Dr. David P. Siderovski, Associate Professor of Pharmacology, received in September of 2006 one of four campus-wide Phillip and Ruth Hettleman Prizes for Artistic and Scholarly Achievement by Young Faculty at the University of North Carolina at Chapel Hill. The Hettleman Prize, which carries a $5,000 stipend, recognizes the achievements of outstanding junior tenure-track faculty or recently tenured faculty. The award was established by Phillip Hettleman, who was born in 1899 and grew up in Goldsboro, N.C., in a family with very little money. He earned a scholarship to Carolina, went to New York and, in 1938, founded Hettleman & Co., a Wall Street investment firm. He established the award in 1986 and died later that year.

Siderovski came back to academia in 1999, after four years working in drug discovery with AMGEN Inc. His research is centered on a unique family of molecules he discovered in 1996 – the Regulators of G-protein Signaling or “RGS proteins” – that modify the duration and strength of hormone communication between cells. “What separates Dr. Siderovski from many investigators is his exceptional multi-disciplinary skills,” said Dr. Gary Johnson, Chair of the Department of Pharmacology, in his nomination letter. “Dr. Siderovski uses bioinformatics and cross-genome analysis to parse out new discoveries of protein architecture, then he employs structural and cell biology, biochemistry and genetics to validate his predictions and hypotheses.” Johnson called Siderovski “fearless” in his use of multiple disciplines.

Johnson submitted three letters supporting Siderovski’s nomination that also supported his recent promotion to associate professor. The three authors were members of the National Academy of Sciences, and one is a Nobel laureate. “They unanimously describe Dr. Siderovski’s research as groundbreaking, creative and truly outstanding,” Johnson said.

Dr. Siderovski’s discovery and research on these RGS proteins has resulted in over 60 peer-reviewed papers in leading journals in the past 7 years, as well as editorialship over two volumes of the renowned journal Methods in Enzymology dedicated to this protein superfamily. He has received three notable career awards prior to the Hettleman Prize: a Year 2000 Neuroscience Research Scholar Award from the EJLB Foundation, the Burroughs-Wellcome Pharmacological Sciences New Investigator Award in 2001, and the 2004 John Jacob Abel Award to the Outstanding American Pharmacologist under 40 from the American Society of Pharmacology and Experimental Therapeutics.

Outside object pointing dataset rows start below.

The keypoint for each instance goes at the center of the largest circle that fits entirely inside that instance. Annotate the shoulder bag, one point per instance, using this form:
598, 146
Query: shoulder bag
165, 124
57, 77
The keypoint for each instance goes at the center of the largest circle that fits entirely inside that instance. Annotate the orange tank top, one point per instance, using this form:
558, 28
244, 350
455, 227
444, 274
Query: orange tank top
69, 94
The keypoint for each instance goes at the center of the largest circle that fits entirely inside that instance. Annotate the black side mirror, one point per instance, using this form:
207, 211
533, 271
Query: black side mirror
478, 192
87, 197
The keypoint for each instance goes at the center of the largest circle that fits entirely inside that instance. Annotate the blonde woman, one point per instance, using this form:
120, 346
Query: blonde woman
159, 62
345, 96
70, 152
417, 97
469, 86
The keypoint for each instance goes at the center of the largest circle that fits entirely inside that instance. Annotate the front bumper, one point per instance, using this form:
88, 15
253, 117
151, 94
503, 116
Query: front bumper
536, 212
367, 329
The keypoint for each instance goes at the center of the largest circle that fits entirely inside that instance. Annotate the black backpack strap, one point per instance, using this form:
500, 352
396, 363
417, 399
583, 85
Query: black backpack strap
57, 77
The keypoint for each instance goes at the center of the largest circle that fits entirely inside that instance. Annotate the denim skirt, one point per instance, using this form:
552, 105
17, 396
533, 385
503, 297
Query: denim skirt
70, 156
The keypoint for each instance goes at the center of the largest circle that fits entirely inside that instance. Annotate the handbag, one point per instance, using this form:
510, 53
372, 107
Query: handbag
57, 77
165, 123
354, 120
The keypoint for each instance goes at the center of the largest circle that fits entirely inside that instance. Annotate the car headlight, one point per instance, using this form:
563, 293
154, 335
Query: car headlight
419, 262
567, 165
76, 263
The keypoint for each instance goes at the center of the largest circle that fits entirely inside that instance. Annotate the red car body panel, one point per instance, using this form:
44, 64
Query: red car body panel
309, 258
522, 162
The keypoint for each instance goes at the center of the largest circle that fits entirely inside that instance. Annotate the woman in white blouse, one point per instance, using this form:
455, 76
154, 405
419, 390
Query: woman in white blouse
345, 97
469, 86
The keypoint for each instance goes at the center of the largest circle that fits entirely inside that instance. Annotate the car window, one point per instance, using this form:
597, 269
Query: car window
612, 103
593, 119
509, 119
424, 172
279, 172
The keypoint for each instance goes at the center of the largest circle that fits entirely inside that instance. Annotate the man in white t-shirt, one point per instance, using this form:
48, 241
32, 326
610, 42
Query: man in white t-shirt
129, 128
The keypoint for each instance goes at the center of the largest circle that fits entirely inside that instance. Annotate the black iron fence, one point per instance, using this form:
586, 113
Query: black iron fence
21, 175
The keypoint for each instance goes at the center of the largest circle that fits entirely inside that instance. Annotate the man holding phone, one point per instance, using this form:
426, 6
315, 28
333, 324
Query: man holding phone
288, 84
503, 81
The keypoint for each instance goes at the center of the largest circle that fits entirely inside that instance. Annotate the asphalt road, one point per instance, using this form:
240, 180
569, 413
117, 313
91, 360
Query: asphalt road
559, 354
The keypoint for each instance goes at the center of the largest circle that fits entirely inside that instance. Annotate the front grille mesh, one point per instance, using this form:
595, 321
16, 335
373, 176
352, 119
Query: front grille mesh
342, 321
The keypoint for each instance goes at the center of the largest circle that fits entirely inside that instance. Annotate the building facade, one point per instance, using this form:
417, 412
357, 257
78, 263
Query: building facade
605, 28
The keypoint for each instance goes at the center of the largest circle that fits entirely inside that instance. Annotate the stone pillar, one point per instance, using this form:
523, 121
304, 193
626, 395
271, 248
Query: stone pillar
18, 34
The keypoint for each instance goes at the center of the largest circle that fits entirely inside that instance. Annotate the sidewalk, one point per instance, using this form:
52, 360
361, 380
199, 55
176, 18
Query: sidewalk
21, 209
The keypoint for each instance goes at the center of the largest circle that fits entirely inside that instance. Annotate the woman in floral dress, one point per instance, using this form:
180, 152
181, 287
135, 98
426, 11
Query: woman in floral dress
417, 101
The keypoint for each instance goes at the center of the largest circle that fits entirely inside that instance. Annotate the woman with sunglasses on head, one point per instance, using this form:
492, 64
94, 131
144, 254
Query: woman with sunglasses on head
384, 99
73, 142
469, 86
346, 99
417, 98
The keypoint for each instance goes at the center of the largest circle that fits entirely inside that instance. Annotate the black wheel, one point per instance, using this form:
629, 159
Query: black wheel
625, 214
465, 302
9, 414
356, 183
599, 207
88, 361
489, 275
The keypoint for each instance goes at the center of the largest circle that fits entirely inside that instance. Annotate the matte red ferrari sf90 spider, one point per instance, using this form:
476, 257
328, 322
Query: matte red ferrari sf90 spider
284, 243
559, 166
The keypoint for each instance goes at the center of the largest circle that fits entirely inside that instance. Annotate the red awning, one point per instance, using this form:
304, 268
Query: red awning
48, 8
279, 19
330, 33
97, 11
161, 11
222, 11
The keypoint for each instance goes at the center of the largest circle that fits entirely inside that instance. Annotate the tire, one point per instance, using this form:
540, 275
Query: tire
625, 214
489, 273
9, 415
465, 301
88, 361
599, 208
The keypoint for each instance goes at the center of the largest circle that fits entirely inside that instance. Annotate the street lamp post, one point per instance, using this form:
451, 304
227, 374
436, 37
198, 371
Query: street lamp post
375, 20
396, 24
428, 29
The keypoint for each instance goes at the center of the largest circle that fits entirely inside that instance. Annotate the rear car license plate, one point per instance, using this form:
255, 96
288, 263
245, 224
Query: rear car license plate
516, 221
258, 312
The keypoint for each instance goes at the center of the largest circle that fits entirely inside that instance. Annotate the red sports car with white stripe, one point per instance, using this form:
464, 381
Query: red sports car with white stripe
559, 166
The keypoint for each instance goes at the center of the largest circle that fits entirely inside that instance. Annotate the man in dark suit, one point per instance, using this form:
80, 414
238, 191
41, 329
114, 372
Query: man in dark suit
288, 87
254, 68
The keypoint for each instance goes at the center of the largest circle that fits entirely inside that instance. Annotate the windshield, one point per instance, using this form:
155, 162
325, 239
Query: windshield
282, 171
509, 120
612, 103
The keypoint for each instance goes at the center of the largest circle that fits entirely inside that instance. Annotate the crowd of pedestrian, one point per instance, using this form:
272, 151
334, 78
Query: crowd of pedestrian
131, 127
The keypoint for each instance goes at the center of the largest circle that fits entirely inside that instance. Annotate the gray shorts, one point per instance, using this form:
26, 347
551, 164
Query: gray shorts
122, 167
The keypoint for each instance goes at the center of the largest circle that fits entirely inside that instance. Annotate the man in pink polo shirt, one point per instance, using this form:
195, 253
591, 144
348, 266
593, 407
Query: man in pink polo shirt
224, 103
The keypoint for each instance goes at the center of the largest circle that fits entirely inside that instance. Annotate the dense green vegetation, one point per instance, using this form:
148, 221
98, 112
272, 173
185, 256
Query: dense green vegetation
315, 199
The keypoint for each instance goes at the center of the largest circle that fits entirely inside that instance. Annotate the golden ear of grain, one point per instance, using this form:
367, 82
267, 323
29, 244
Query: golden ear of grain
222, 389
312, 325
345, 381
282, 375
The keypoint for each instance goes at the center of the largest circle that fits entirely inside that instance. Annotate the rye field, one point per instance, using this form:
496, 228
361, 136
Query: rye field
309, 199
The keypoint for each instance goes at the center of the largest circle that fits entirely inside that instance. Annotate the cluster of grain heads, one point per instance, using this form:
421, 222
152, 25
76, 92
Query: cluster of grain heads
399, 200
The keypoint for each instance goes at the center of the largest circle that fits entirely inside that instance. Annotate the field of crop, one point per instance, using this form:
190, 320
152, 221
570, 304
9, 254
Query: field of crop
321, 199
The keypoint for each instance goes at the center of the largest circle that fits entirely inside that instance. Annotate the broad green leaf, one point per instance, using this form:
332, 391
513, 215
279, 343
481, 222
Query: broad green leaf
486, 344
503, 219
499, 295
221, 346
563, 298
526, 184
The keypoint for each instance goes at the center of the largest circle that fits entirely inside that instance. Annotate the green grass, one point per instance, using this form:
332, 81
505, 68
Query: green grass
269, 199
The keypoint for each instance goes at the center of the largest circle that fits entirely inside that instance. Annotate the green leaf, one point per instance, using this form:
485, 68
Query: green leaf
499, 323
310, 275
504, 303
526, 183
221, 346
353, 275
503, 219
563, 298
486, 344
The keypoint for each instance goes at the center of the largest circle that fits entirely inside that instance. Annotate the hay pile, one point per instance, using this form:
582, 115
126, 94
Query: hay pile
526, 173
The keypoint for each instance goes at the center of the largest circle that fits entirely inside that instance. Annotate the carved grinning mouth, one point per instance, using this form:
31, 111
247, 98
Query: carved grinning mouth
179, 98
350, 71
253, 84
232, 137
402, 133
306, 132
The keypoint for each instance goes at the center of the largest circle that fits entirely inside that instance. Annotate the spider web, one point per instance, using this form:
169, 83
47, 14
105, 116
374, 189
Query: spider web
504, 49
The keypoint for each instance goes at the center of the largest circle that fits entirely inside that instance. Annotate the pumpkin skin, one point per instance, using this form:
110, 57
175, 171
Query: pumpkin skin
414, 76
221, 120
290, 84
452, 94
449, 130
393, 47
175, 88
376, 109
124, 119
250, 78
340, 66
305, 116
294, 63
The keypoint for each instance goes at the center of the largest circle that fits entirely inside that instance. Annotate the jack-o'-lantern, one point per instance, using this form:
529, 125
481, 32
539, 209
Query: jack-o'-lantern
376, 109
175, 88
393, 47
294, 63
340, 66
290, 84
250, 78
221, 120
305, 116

In addition to outstanding accomplishments as a research scientist, Siderovski works tirelessly in university service as Co-Director of the UNC M.D./Ph.D. Program Executive Committee, and a member of the School of Medicine’s Research Advisory Committee and Translational Science Advisory Committee. He also regularly participates in several National Institutes of Health study section panels in Washington, D.C. that adjudicate the scientific merits of biomedical research grants and postdoctoral fellowship proposals from across the nation.